Cache lookup failed?

Started by Jeff Boesover 22 years ago7 messagesgeneral
Jump to latest
#1Jeff Boes
jboes@nexcerpt.com

What might be the source of this error?

Cache lookup failed for relation 188485009

We've been getting these at odd intervals, and they are not reproducible.

Our setup:

PostgreSQL 7.3.3
Red Hat 7.3

kernel.shmall = 1352914698
kernel.shmmax = 1352914698

shared_buffers = 131072
max_fsm_pages = 350000
max_fsm_relations = 200
wal_buffers = 32
sort_mem = 65536
vacuum_mem = 65536
effective_cache_size = 196608

--
Jeff Boes vox 269.226.9550 ext 24
Database Engineer fax 269.349.9076
Nexcerpt, Inc. http://www.nexcerpt.com
...Nexcerpt... Extend your Expertise

#2Martijn van Oosterhout
kleptog@svana.org
In reply to: Jeff Boes (#1)
Re: Cache lookup failed?

It usually refers to some cached plan referring to a table or object that
does not exist anymore. Do you have stored procedures that refer to tables
that are deleted? This includes temporary tables.

So maybe it's only happening when a certain stored procedure is executed
twice in the same session?

Hope this helps,

On Mon, Aug 18, 2003 at 01:01:53PM +0000, Jeff Boes wrote:

What might be the source of this error?

Cache lookup failed for relation 188485009

We've been getting these at odd intervals, and they are not reproducible.

Our setup:

PostgreSQL 7.3.3
Red Hat 7.3

kernel.shmall = 1352914698
kernel.shmmax = 1352914698

shared_buffers = 131072
max_fsm_pages = 350000
max_fsm_relations = 200
wal_buffers = 32
sort_mem = 65536
vacuum_mem = 65536
effective_cache_size = 196608

--
Jeff Boes vox 269.226.9550 ext 24
Database Engineer fax 269.349.9076
Nexcerpt, Inc. http://www.nexcerpt.com
...Nexcerpt... Extend your Expertise

---------------------------(end of broadcast)---------------------------
TIP 6: Have you searched our list archives?

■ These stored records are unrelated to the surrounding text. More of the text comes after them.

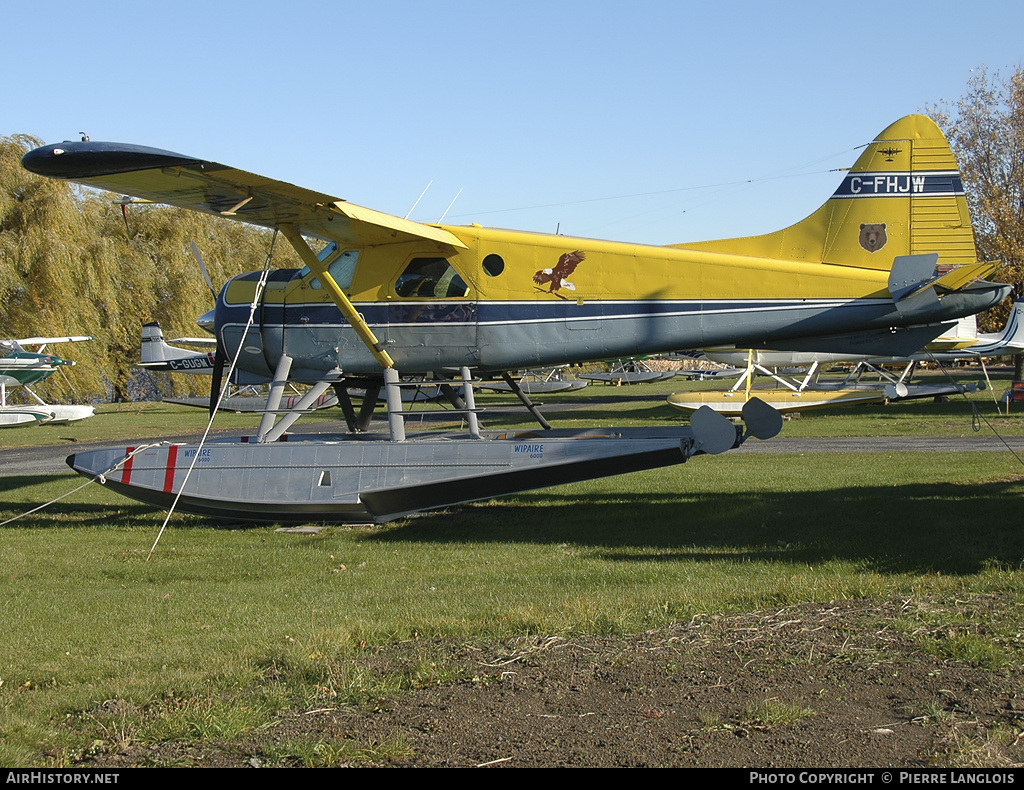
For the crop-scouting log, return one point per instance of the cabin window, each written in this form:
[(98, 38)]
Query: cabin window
[(431, 278), (494, 264), (341, 265)]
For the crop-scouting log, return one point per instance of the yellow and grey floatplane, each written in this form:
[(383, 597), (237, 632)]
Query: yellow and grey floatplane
[(887, 263)]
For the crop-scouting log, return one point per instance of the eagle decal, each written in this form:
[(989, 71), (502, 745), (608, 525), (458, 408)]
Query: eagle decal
[(557, 277)]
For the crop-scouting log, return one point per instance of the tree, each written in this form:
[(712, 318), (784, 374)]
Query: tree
[(985, 129), (71, 265)]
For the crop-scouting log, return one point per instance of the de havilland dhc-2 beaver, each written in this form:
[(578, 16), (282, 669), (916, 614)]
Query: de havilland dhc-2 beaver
[(883, 267)]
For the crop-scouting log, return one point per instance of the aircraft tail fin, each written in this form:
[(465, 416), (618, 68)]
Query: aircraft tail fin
[(1011, 339), (902, 197), (154, 347)]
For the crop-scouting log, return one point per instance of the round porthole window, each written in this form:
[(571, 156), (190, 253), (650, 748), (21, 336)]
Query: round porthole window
[(494, 264)]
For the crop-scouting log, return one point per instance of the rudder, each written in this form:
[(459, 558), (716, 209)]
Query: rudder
[(903, 197)]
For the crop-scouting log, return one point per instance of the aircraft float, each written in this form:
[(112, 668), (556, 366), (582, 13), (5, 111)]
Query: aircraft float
[(810, 391), (22, 368), (885, 264)]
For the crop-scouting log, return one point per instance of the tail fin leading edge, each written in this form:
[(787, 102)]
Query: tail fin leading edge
[(902, 197)]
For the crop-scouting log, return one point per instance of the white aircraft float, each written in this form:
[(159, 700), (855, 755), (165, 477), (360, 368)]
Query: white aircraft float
[(22, 368)]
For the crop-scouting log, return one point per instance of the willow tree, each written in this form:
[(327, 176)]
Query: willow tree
[(42, 232), (985, 128)]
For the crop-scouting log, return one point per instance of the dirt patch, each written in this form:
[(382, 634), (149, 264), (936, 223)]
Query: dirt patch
[(810, 685)]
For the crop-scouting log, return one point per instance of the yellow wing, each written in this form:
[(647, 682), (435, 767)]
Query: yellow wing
[(163, 176)]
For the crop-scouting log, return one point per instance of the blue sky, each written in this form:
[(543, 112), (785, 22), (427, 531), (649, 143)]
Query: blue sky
[(652, 122)]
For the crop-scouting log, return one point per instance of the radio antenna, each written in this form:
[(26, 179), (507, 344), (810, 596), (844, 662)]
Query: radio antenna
[(450, 205), (420, 198)]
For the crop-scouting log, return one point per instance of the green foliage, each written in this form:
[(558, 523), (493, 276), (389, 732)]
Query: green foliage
[(985, 129), (72, 263)]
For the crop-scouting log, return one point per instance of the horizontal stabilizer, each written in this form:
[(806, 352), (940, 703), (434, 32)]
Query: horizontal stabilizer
[(910, 273)]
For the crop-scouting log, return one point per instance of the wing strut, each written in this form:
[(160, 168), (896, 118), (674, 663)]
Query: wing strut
[(347, 308)]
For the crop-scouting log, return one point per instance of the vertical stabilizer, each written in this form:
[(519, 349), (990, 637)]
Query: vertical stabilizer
[(902, 197)]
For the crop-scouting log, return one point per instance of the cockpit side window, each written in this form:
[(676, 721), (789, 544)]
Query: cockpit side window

http://archives.postgresql.org

--
Martijn van Oosterhout <kleptog@svana.org> http://svana.org/kleptog/

Show quoted text

"All that is needed for the forces of evil to triumph is for enough good
men to do nothing." - Edmond Burke
"The penalty good people pay for not being interested in politics is to be
governed by people worse than themselves." - Plato

#3Tom Lane
tgl@sss.pgh.pa.us
In reply to: Jeff Boes (#1)
Re: Cache lookup failed?

"Jeff Boes" <jboes@nexcerpt.com> writes:

What might be the source of this error?
Cache lookup failed for relation 188485009
We've been getting these at odd intervals, and they are not reproducible.

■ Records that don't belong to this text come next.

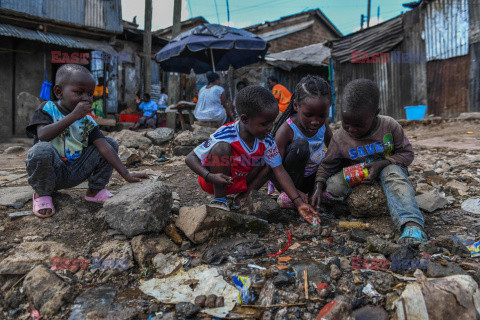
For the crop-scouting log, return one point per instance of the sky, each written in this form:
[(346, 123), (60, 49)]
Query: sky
[(345, 14)]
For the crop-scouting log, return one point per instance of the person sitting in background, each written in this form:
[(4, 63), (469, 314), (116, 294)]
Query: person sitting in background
[(212, 105), (280, 93), (163, 100), (149, 118)]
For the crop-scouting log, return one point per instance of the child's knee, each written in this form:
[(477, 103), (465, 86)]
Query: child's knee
[(41, 151), (113, 143)]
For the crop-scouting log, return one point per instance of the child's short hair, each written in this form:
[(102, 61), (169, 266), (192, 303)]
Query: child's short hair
[(361, 94), (65, 72), (252, 100), (308, 86)]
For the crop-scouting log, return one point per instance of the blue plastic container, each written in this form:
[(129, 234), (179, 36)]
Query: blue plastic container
[(415, 112)]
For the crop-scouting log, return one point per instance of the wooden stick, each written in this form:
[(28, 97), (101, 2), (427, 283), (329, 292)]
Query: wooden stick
[(274, 305), (305, 278)]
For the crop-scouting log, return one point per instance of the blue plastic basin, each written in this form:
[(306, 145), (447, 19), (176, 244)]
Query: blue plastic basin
[(415, 112)]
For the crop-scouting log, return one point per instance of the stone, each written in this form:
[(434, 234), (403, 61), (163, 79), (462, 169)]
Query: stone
[(186, 310), (335, 272), (160, 135), (437, 270), (129, 156), (335, 310), (131, 139), (367, 201), (358, 235), (145, 248), (15, 196), (202, 223), (14, 150), (111, 258), (189, 138), (28, 255), (47, 291), (424, 188), (182, 150), (370, 313), (431, 201), (139, 208), (376, 244)]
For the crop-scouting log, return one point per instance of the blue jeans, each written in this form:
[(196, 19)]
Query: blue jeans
[(397, 188)]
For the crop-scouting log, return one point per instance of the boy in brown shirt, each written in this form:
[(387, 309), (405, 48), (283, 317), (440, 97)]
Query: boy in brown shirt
[(380, 142)]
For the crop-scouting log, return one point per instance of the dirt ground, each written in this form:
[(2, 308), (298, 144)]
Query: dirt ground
[(450, 149)]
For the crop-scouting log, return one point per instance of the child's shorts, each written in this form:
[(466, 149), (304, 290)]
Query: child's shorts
[(239, 185)]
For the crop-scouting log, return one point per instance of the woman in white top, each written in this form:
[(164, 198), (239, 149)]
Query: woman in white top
[(211, 105)]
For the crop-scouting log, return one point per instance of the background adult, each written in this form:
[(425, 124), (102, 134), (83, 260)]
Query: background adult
[(211, 105), (280, 93)]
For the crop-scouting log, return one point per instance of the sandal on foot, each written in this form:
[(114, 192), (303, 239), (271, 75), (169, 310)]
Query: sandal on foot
[(100, 197), (42, 203), (220, 203), (413, 236), (284, 201)]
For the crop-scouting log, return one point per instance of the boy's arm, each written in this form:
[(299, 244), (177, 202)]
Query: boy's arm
[(50, 131), (111, 156), (305, 210)]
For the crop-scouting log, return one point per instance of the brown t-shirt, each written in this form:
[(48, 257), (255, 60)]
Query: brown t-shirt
[(387, 141)]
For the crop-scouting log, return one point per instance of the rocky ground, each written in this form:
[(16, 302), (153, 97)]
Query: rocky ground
[(154, 249)]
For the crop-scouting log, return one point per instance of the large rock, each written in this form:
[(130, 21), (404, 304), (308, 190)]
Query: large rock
[(431, 201), (47, 291), (189, 138), (131, 139), (28, 255), (145, 248), (129, 156), (111, 258), (160, 135), (367, 201), (139, 208), (203, 223)]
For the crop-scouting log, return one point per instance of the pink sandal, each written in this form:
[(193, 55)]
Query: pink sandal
[(42, 203), (101, 196)]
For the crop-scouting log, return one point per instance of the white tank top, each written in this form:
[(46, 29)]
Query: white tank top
[(315, 144)]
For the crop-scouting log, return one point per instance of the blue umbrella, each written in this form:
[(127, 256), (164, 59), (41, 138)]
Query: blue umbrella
[(211, 47)]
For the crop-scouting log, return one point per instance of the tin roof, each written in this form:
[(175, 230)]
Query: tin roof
[(8, 30)]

Always the same OID, or different ones? Does that OID actually exist in
pg_class? Can you tell us exactly what SQL command(s) are producing the
error? (If not, better turn on query logging so you can find out.)

Our setup:
PostgreSQL 7.3.3

BTW, I'd urge updating to 7.3.4 ASAP. Better to do it in a controlled
fashion than to find yourself looking at a forced update if 7.3.3 fails
to restart after a crash...

regards, tom lane

#4Jeff Boes
jboes@nexcerpt.com
In reply to: Martijn van Oosterhout (#2)
Re: Cache lookup failed?

On Mon, 2003-08-18 at 09:44, Martijn van Oosterhout wrote:

It usually refers to some cached plan referring to a table or object that
does not exist anymore. Do you have stored procedures that refer to tables
that are deleted? This includes temporary tables.

So maybe it's only happening when a certain stored procedure is executed
twice in the same session?

No, I don't think so. It seems to be pretty consistently happening in
our homegrown database connection class, as we are executing a query
against the PG metadata tables. Something like --

select a.attname, t.typname, a.attlen, a.atttypmod, a.attnotnull,
a.atthasdef, a.attnum
from pg_attribute a,
pg_class c,
pg_type t
where c.relname = ?
and a.attrelid = c.oid
and a.attnum >= 0
and t.oid = a.atttypid
order by 1

This is happening inside DBD::Pg, the "table_attributes" method. The
relname being selected is NOT a temp table. We do make extensive use of
temp tables in the code, however.

--
Jeff Boes vox 269.226.9550 ext 24
Database Engineer fax 269.349.9076
Nexcerpt, Inc. http://www.nexcerpt.com
...Nexcerpt... Extend your Expertise

#5Jeff Boes
jboes@nexcerpt.com
In reply to: Tom Lane (#3)
Re: Cache lookup failed?

On Mon, 2003-08-18 at 09:53, Tom Lane wrote:

Always the same OID, or different ones? Does that OID actually exist in
pg_class? Can you tell us exactly what SQL command(s) are producing the
error? (If not, better turn on query logging so you can find out.)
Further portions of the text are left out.